16:56 20 November 2012

Gordon Copson served with the Arctic Convoys

Gordon Copson served with the Arctic Convoys


“If you look in someone’s face and watch them die, you never forget it.”

Gordon Copson, aged 19Gordon Copson, aged 19

Those are the words of wartime codebreaker Gordon Copson, one of Britain’s 800 ex-servicemen recently denied a bravery medal for their help keeping open supply lines during the Second World War.

Staring death in the face is just one of the shocking realities Mr Copson had to square up to during his service. The Recorder found out more about the local hero the Foreign Office says can’t be decorated because his conflict was too long ago.

Born in Holloway, Mr Copson was a teenager when he joined the navy in 1943. He soon found himself at the telegraphists’ desk of the Destroyer Kepple as a “huff-duff” – a high-frequency direction-finder.

The job saw him tracking enemy U-boat signals and learning German Morse code.

Gordon Copson's medals (l-r): 1914 Star, Atlantic Star, Defence Medal, War MedalGordon Copson's medals (l-r): 1914 Star, Atlantic Star, Defence Medal, War Medal

It was delicate work – “I wasn’t allowed to do anything physical because we used Morse keys and we couldn’t damage our hands,” he explained – but that didn’t mean it was comfortable.

“My office was roughly the size of a public toilet,” he said. “It was rather sparse and for a large part of the year it was dark – so you were groping your way around on deck.

“I had to come from the fore part of the ship right to the stern in the dark to get to the office, and if it was icy it wasn’t that clever.

“But being young – I was only 19 at the time – you don’t worry about that.”

One thing, however, did stick with the young Mr Copson. In August 1944, a sloop in his convoy called Kite was hit by enemy fire while several miles ahead of the other ships.
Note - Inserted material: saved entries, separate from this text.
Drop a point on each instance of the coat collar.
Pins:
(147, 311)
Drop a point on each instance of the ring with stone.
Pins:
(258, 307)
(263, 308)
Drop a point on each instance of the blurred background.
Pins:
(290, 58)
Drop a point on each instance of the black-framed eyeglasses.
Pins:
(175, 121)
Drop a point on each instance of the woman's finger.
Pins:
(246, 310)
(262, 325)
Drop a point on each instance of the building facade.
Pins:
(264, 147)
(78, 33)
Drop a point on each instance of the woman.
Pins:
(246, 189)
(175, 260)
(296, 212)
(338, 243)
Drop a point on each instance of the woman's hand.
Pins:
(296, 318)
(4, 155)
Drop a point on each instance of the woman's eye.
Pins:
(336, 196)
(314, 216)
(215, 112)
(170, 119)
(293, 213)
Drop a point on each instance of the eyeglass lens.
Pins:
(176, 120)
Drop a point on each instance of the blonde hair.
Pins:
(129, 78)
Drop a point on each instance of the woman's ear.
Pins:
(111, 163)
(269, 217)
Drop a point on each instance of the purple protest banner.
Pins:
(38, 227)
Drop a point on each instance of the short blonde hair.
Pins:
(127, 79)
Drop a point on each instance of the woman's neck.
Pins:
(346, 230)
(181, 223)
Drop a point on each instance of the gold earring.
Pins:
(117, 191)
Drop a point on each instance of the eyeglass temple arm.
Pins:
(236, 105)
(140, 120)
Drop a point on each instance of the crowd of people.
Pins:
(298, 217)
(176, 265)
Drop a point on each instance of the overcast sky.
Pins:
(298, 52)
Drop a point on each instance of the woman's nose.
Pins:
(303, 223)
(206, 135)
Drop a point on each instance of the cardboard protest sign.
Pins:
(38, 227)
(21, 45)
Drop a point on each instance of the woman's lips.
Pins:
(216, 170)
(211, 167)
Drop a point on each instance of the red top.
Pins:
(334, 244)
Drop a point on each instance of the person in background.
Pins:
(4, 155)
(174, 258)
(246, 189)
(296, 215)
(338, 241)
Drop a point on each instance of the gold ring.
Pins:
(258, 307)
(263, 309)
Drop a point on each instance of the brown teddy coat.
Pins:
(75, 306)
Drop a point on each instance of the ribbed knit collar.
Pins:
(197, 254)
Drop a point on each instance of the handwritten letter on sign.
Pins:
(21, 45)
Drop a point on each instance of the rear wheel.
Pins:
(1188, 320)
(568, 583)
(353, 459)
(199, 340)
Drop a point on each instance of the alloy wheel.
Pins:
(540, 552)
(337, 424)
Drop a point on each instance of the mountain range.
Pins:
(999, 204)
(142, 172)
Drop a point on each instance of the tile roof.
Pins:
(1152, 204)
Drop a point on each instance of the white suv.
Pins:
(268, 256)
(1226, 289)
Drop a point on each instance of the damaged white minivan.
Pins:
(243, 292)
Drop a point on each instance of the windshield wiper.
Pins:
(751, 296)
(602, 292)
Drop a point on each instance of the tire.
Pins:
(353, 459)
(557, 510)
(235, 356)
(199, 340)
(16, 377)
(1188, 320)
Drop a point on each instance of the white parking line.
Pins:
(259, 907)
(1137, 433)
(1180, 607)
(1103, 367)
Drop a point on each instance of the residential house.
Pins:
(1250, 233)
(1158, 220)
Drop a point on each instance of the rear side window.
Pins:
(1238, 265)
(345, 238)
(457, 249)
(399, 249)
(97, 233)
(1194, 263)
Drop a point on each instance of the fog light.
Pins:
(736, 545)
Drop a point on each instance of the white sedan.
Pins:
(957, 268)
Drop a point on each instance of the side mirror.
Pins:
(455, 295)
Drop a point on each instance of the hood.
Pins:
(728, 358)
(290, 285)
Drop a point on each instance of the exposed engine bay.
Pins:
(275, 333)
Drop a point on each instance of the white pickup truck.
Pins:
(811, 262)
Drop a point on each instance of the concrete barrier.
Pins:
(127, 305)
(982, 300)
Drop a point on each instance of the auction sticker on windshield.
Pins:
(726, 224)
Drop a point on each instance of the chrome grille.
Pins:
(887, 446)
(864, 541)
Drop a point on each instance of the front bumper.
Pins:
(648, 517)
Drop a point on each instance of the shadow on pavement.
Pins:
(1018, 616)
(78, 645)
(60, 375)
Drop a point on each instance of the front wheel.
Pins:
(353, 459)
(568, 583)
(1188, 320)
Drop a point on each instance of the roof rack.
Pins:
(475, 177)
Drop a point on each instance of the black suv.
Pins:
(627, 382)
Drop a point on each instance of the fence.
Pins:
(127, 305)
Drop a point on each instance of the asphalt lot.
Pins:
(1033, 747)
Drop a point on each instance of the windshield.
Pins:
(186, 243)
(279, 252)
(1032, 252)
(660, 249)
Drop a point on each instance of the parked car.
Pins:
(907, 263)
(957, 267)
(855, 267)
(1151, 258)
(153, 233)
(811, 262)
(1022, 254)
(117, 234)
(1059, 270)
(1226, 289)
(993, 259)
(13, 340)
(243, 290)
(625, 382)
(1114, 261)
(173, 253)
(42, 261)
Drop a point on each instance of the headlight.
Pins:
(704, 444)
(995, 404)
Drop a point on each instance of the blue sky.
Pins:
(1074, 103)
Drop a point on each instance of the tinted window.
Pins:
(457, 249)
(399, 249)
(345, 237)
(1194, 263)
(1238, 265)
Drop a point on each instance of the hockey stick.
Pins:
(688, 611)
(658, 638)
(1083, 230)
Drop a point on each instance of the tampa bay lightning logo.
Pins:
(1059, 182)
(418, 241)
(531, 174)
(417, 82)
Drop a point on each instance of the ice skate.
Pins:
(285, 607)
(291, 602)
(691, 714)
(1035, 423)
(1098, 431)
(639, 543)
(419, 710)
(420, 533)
Isolated, the crew of the Kepple couldn’t stop until the convoy caught up for fear of being torpedoed themselves.

“There were people bobbing about in the water for the best part of 40 minutes,” he remembered.

“Two hundred and seventeen people were killed. We picked up 14 of them but five died on board. There were nine survivors.

“You just don’t forget these things.”

The rest of Mr Copson’s war saw him learning Japanese Morse in Sri Lanka, but what he’d seen that day never left him.

After the war, Mr Copson returned home – first to his family’s hotel in Folkestone, and then back to London. Married to Dorothy 65 years ago, he moved to Hornchurch in 1956, eventually joining a construction firm as a safety advisor.

But recently, memories of his Naval days have been catching up with him again.

“I’ve thought about the war more in the last few years,” he said. “And it always gets a bit emotional when you get round to Remembrance Day.”